Policy lenders, such as the Korea Export-Import Bank of Korea and Korea Development Bank, are no exception. After setting up branches in financial hubs in the 90s, they have shifted their attention to emerging markets such as central Asia and Latin America over the last decade.
Industry watchers, however, say expanding into emerging economies carries as much risk as potential.
“All banks say they are interested in Indonesia.
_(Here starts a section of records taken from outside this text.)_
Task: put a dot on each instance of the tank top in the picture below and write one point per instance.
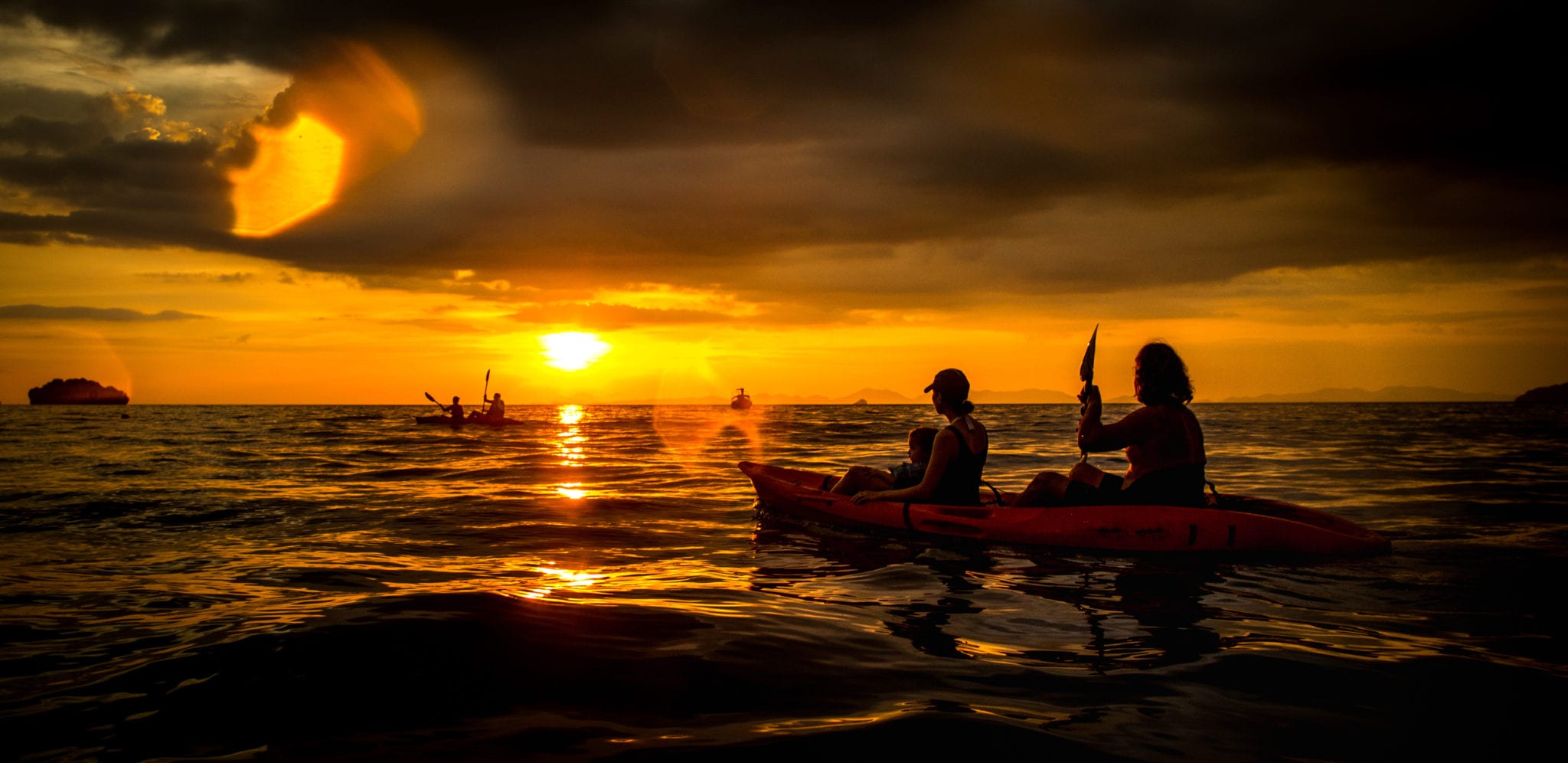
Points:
(960, 483)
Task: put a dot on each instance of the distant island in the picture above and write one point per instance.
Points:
(76, 391)
(1556, 393)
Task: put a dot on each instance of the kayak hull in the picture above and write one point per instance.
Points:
(1237, 525)
(463, 423)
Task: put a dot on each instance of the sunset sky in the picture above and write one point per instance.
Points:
(361, 201)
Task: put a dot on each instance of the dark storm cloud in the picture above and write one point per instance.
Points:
(678, 136)
(118, 314)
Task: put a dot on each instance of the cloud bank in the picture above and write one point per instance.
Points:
(894, 151)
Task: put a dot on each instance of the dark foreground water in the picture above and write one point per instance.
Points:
(341, 583)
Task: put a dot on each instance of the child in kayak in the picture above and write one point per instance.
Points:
(900, 476)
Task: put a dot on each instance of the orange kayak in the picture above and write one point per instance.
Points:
(1234, 525)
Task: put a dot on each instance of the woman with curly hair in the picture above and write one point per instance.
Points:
(1164, 445)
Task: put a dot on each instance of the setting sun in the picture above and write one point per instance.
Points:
(573, 351)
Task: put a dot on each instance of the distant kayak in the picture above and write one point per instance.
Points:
(1236, 525)
(471, 421)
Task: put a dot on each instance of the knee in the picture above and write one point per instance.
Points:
(1084, 471)
(1047, 481)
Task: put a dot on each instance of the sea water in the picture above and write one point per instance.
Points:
(344, 583)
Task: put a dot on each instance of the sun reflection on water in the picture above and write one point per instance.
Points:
(570, 447)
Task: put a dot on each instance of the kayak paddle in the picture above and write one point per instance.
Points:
(1087, 375)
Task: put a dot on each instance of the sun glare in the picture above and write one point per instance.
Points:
(573, 351)
(294, 176)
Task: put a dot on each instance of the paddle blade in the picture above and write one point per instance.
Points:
(1087, 368)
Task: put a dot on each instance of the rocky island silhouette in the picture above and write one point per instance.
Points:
(76, 391)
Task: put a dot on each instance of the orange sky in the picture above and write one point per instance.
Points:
(746, 201)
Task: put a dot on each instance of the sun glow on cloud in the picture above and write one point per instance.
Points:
(573, 351)
(294, 176)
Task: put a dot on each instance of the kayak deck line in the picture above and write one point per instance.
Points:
(1231, 523)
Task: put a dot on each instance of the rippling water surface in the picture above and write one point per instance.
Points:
(342, 583)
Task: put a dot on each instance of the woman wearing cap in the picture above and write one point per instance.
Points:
(1164, 445)
(952, 476)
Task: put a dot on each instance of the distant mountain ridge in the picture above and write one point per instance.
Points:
(1035, 396)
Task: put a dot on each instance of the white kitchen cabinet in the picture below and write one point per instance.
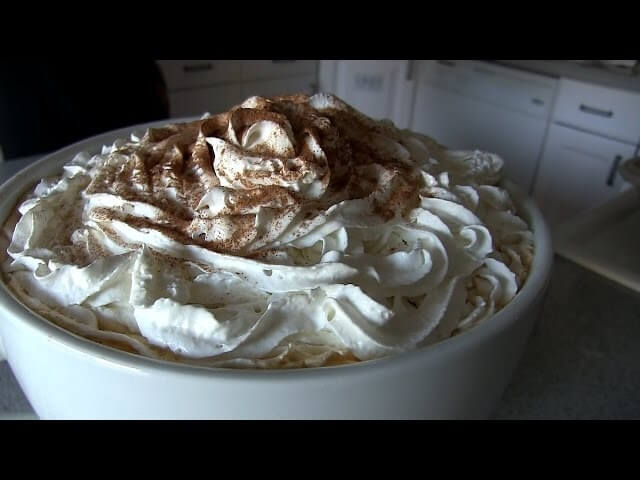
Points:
(378, 88)
(187, 74)
(195, 102)
(198, 86)
(578, 171)
(282, 86)
(471, 105)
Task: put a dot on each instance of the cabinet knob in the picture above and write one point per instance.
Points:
(614, 168)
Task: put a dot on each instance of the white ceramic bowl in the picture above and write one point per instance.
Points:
(66, 376)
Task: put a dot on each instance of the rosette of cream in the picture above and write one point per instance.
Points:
(286, 232)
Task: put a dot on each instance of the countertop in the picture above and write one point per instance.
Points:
(581, 362)
(575, 71)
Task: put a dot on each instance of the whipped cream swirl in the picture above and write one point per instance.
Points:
(286, 232)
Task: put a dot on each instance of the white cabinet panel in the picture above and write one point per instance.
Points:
(271, 69)
(183, 74)
(378, 88)
(195, 102)
(577, 172)
(608, 111)
(461, 122)
(284, 86)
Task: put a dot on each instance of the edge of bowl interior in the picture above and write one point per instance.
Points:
(530, 293)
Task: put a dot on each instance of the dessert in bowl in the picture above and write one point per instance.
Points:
(288, 258)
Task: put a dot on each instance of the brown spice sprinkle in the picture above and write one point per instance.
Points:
(172, 168)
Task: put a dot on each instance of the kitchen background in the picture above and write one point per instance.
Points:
(563, 127)
(567, 130)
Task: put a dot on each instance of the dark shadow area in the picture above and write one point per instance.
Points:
(46, 104)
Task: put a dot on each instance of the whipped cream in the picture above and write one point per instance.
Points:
(286, 232)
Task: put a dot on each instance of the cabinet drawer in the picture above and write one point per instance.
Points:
(269, 88)
(500, 86)
(182, 74)
(195, 102)
(269, 69)
(611, 112)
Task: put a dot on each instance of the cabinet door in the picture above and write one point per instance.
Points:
(577, 172)
(189, 103)
(283, 86)
(378, 88)
(459, 121)
(184, 74)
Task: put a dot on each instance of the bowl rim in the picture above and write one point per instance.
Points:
(14, 311)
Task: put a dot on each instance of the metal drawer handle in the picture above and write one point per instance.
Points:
(596, 111)
(614, 169)
(201, 67)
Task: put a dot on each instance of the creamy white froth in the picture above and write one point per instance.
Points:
(287, 232)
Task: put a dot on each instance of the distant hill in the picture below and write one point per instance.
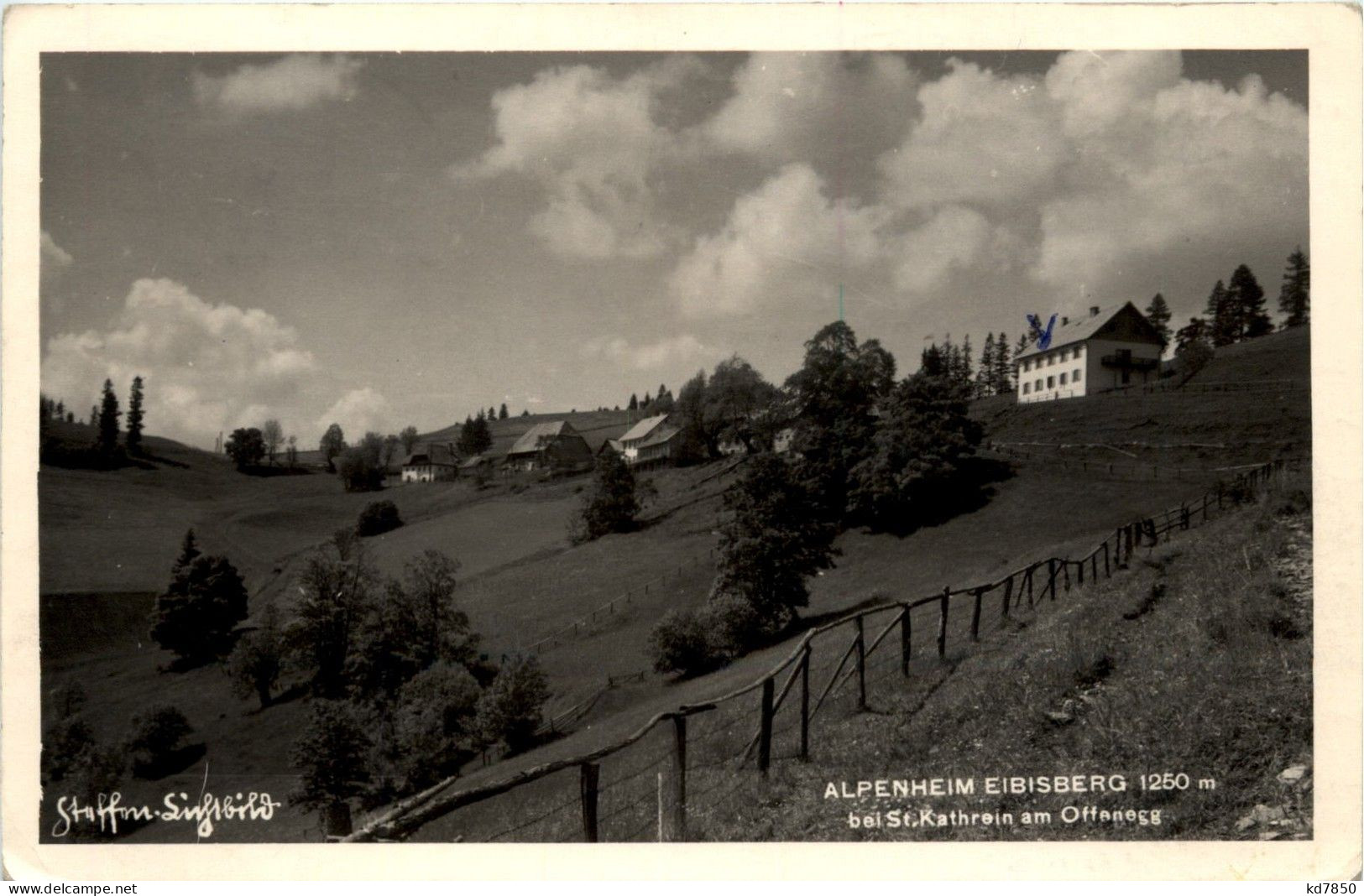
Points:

But there’s a lot of variables out there, given its emerging market status,” said a bank official who asked for anonymity.
Another official at the country’s financial regulator warned that deals in Indonesia are becoming overpriced as financial firms flock to the Southeast Asian nation.
The person added growing regulatory barriers, including an excessive base capital requirement, may be another potential hurdle for financial players seeking to enter Indonesia.
Others point to the risk-averse culture of the Korean financial industry, a legacy of the 1998 Asian financial crisis, which hinders bank officials from making bold and high-risk decisions.
“Failure is unacceptable in South Korea’s financial industry,” said a senior-level official at Shinhan Bank. “Because banks are seen as public firms, not as private companies, they cannot risk losing money.”
Despite all the roadblocks and overseas businesses progressing at a snail’s pace, Korean financial players are unlikely to give up their ambition to go global, given that growth in the country’s financial market is rapidly stagnating.
Furthermore, what drives the overseas ambitions of these Korean banking groups may lie beyond business tactics.
Lone Star Funds’ profitable, albeit long-delayed, sales of Korea Exchange Bank could have fanned both South Koreans’ animosity toward foreign capital and their yearning for global financial players of their own.
Some Koreans felt bitter about U.S. buyout fund Lone Star Funds pocketing billions of dollars from selling KEB. Others lamented the weak standing of South Korea’s financial industry in the global market.
“Until when should we sit and watch foreign capitals reaping an astronomical amount of profit from our banks whose blood vessel runs our money,” Kim Young-gy, a chief business editor of the Seoul Economic Daily, wrote in a column on Feb. 10.
“Do we journalists have to enviously look at the Citi Group chairman who takes more than 10 billion won from Korea?”